# Long-nose wire strippers



## Mike in Canada (Jun 27, 2010)

It seems like everyone uses these things. I've always used my dikes and just stripped wire by 'feel', but when I had a bunch of solid-wire work to do I picked up a pair of Klein-Curve long-nose wire strippers and tried to figure out what all of the excitement is about. They worked great for about two minutes until I tried to use them as a pair of long-nose pliers. When I used them to twist out a knockout (as is my natural inclination) they bent enough that they wouldn't close properly any more. I looked intentionally for the longest nose I could find because I wanted to be able to use them to snug up F-clip folds, but even the Klein-Curve ones don't fit between the box and the drywall deep enough to do the job without notching the drywall. I find myself needing to use my 'real' long-nose pliers constantly, making me wonder just what all of the excitement is about.

What am I missing?


----------



## TOOL_5150 (Aug 27, 2007)

klein is a has-been company. They suck now. I have seen, from friends and personal experience, ideal strippers outlast klein by a long shot.

~Matt


----------



## Mike in Canada (Jun 27, 2010)

Are you saying that the Ideals can twist out a knockout without bending and losing alignment?

Mike


----------



## Southeast Power (Jan 18, 2009)

I just recently discovered my needle nosed pliers, it is a pretty aggressive tool. I also realized that they come with a stripping hole in them.
For years, I thought every idiot that owned a pair of them burned a hole in them. I guess I'm the idiot................:laughing:


----------



## Josue (Apr 25, 2010)

Mike in Canada said:


> It seems like everyone uses these things. I've always used my dikes and just stripped wire by 'feel', but when I had a bunch of solid-wire work to do I picked up a pair of Klein-Curve long-nose wire strippers and tried to figure out what all of the excitement is about. They worked great for about two minutes until I tried to use them as a pair of long-nose pliers. When I used them to twist out a knockout (as is my natural inclination) they bent enough that they wouldn't close properly any more.
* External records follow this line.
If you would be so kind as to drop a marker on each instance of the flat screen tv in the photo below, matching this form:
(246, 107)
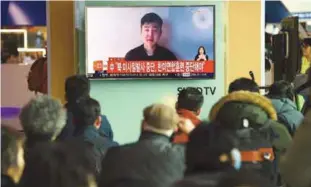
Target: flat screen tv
(150, 42)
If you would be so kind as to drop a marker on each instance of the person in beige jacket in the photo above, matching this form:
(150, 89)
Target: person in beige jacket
(296, 166)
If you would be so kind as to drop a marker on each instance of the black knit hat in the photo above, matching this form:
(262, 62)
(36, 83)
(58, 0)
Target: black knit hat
(209, 148)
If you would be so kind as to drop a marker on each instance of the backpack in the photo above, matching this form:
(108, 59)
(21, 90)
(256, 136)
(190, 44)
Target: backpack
(257, 152)
(37, 76)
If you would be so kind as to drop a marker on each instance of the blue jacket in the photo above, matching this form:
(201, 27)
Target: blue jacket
(287, 113)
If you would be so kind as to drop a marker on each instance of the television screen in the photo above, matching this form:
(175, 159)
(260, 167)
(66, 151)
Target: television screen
(150, 42)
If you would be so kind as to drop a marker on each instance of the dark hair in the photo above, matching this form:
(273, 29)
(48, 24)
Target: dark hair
(86, 112)
(9, 147)
(151, 18)
(190, 98)
(243, 84)
(203, 50)
(244, 178)
(77, 87)
(61, 164)
(281, 89)
(207, 142)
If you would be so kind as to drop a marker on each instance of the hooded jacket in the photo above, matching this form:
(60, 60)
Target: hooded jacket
(233, 108)
(296, 167)
(287, 113)
(181, 137)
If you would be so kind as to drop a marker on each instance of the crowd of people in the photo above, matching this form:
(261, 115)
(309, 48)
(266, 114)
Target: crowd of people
(247, 139)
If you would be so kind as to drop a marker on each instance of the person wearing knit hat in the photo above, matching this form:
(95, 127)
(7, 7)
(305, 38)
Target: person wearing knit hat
(211, 154)
(153, 158)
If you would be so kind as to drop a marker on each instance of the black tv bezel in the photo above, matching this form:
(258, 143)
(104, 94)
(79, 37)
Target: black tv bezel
(149, 78)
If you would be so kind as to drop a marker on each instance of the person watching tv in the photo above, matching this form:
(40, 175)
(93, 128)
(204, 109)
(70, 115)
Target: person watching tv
(189, 103)
(151, 31)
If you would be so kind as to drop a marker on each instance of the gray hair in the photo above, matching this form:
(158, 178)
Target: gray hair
(43, 115)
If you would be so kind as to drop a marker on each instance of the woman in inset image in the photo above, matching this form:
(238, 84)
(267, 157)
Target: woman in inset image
(201, 56)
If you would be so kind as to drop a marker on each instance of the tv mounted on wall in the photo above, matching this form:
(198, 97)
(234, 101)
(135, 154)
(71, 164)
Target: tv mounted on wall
(176, 42)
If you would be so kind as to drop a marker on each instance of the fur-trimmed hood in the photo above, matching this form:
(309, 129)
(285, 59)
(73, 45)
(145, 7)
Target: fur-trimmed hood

I looked intentionally for the longest nose I could find because I wanted to be able to use them to snug up F-clip folds, but even the Klein-Curve ones don't fit between the box and the drywall deep enough to do the job without notching the drywall. I find myself needing to use my 'real' long-nose pliers constantly, making me wonder just what all of the excitement is about.
> 
> What am I missing?


that also happened to my klein strippers, although they are not so bent, they got bent a bit and don´t strip as whan I bought them. The cutting blade is trash, it never cuts the wire. I have to cut the wire my ***** and strip with the strippers if I want to use them.


----------



## william1978 (Sep 21, 2008)

I use this wire stripper which seems perfect for someone that uses a lot of #8 and #6. http://www.idealindustries.com/prod...trippers&l2=reflex_super_t-stripper&l3=45-618


----------



## knowshorts (Jan 9, 2009)

I used the T-strippers for years, but ever since I got rid of the bags, I use the blue handled klein multi? strippers. The are longer and fit in the rear pocket much better than the T-strippers. The first pair I got was a Craftsman model and traded quite a few with Sears. Klein didn't even make them yet. The Sears stopped selling them and Klein took over. Same plier, different color handle. They are not really designed to remove ko's.


----------



## mattsilkwood (Sep 21, 2008)

These are the ones I use. Mine are Klein but Klein doesn't make them, I'm not sure who does but every tool company has a pair that's identical. 
The crimpers on them suck but I use the scre cutters all the time.


----------



## jwjrw (Jan 14, 2010)

I had a pair of the blue handle kleins. I liked them. I bought a set of ideal because I had to have a pair and thats all they carried. I actually like them now. I've never seen a stripper tough enough to take ko's out.


----------



## Vintage Sounds (Oct 23, 2009)

I don't think I would use a pair of strippers as a needle nose substitute. They seem too flimsy and don't have a lot of control, even my $45 Ideal Kinetic Reflex ones. I'm waiting for some company to make a pair of strippers as solid as a pair of 9" linemans. 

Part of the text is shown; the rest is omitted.